Thursday 2 October 2014

DemiUrge Emesis (2010)

Director: Aurelio Voltaire
Star: Danny Elfman
This film was an official selection at the 6th annual International Horror & Sci-Fi Film Festival in Tempe in 2010. Here's an index to my reviews of 2010 films.
This film was an official selection at Phoenix FearCon IV in Tempe in 2011. Here's an index to my reviews of 2011 films.
When I last reviewed a stop motion animation by Voltaire, I called him a 'professional Cuban weirdo and cultural superhero' and I stand by that. He's one of those rare creators who are so idiosyncratic that their work is instantly recognisable, regardless what field he's working in. Hear one of his songs and you won't have any doubt that it's him singing it and the same goes for his films, which generally tend to fall into a series he calls Chimerascope, animations full of stop motion skeletons and assorted oddities, narrated in a philosophical fashion by a member of the musical profession. That last review was of 2011's Odokuro, gifted with a voice by electronic pioneer Gary Numan; this one was his previous film, DemiUrge Emesis, with suitably bouncy narration by Danny Elfman of Oingo Boingo. This narration is focused more closely on a theme than the musings in Odokuro on life, the universe and everything. It speaks very specifically to the process of creation, as visualised for us through the self effacing metaphor of cat vomit.

Given how wild that metaphor is, it's surprisingly on focus and very recognisable, with the artist pouring out his soul into his creation, looking it over and finding it good, just like a cat with its vomit. The trigger for change arrives with the critics, who pop up out of nowhere like venus fly traps made of bones to carp and bleat until the sensitive soul of the artist crumbles under the pressure and he dies the violent death of a poet, to be born again, like a cat with nine lives, the next time an idea rooks him between the eyes. Given that I'm a critic taking on the task of reviewing a film that sees critics in the most negative light, I ought to be wary of my words, but critics don't all bleat and carp. I firmly believe that there's something positive to say about the worst short film shot in someone's back yard by a sixteen year old boy raiding his mother's closet for a costume and his little brother's toybox for props, but something negative to say about the most grandiloquent Hollywood epic.

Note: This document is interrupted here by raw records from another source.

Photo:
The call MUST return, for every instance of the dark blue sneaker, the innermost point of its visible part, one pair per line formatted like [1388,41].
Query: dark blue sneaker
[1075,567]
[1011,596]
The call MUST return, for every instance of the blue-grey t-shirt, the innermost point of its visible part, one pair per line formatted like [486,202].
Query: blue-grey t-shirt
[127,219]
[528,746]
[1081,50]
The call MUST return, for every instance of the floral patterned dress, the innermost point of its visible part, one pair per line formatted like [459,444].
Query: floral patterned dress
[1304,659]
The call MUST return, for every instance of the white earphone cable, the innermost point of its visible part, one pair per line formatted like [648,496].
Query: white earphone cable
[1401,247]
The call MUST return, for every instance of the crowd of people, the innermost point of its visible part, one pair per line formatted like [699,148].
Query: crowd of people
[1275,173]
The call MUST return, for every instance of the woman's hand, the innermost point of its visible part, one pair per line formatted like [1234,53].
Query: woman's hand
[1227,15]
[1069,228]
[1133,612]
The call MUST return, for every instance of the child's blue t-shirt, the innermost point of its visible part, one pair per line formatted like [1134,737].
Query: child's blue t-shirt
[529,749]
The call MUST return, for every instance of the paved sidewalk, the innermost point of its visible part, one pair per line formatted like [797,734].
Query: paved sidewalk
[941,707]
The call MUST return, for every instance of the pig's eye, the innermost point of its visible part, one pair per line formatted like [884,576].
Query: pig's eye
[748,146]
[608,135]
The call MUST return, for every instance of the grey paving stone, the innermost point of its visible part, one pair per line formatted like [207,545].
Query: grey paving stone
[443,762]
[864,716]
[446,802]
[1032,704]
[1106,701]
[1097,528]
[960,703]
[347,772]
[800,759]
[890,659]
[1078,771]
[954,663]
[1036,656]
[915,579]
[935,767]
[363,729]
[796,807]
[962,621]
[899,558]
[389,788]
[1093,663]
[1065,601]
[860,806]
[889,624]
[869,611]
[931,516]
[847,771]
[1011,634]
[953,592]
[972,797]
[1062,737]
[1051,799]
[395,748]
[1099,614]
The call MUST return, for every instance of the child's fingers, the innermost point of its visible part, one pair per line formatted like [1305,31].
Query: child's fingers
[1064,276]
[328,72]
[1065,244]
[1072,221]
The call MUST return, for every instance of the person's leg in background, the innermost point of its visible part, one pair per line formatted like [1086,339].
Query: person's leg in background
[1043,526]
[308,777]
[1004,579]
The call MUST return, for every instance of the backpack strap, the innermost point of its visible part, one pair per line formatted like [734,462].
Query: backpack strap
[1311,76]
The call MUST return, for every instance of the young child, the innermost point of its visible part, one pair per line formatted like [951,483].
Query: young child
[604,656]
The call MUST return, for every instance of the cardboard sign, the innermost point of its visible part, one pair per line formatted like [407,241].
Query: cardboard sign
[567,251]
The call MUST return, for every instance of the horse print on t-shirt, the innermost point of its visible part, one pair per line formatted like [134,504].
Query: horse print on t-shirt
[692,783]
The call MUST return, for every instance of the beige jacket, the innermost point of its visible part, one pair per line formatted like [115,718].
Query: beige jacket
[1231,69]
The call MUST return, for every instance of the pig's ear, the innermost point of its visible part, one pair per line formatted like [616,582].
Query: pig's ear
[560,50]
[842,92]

Few pictures are without both spark and flaw.
The most obvious flaw here is how quickly it all ends, but every second to a stop motion animator is far more important than to someone working in live action. I've seen many single takes in films longer than this entire short but those don't involve the painstaking work of stop motion. This is also more traditional in its design than Odokuro, the visuals merely impressing rather than amazing, even though they're more organic and at home in their surroundings. I liked the patron saint we creatives endow with headaches, a free gargoyle with rolling eyes. The creator cat doesn't merely have nine lives; it also has nine eyes, as if it ate a peacock and hiccoughed. The skeleton critics, however, are familiar creatures, eerily reminiscent of other Voltaire skeletons in other Voltaire shorts, but their bite (ironic if they're the bones from the cat's previous meals) is verbal as they hurl out their 'gloomy news and blues and bad reviews'; many critics know how to tear apart but not to build up (or, to be fair, vice versa).

While the brightest spark in Odokuro was its visual aesthetic, a surreal vision that took the metaphors of the narration and rendered them literally, the spark here is what backs that up. The script is a freeform slice of poetry, expounding the vomit philosophy of the title with rhymes spat out like bullets; Elfman is trigger happy, letting the words flow out like a torrent. It's Voltaire's script behind his animation and it all unfolds to the accompaniment of his characteristally quirky music, which he performed in collaboration with the ever-delightful Rasputina. I could imagine this delivered as a spoken word piece, but the music adds a layer and the visualisation another. Unlike Odokuro, the characters here don't feel like they're on their own, living their own lives with Voltaire's camera merely recording part of them. His words have the control here and its them which bring the characters to life. The Chimerascope films go back to a 1994 piece called Rakthavira narrated by Debbie Harry; it's about time I slid backwards through them.

DemiUrge Emesis can be watched for free at YouTube.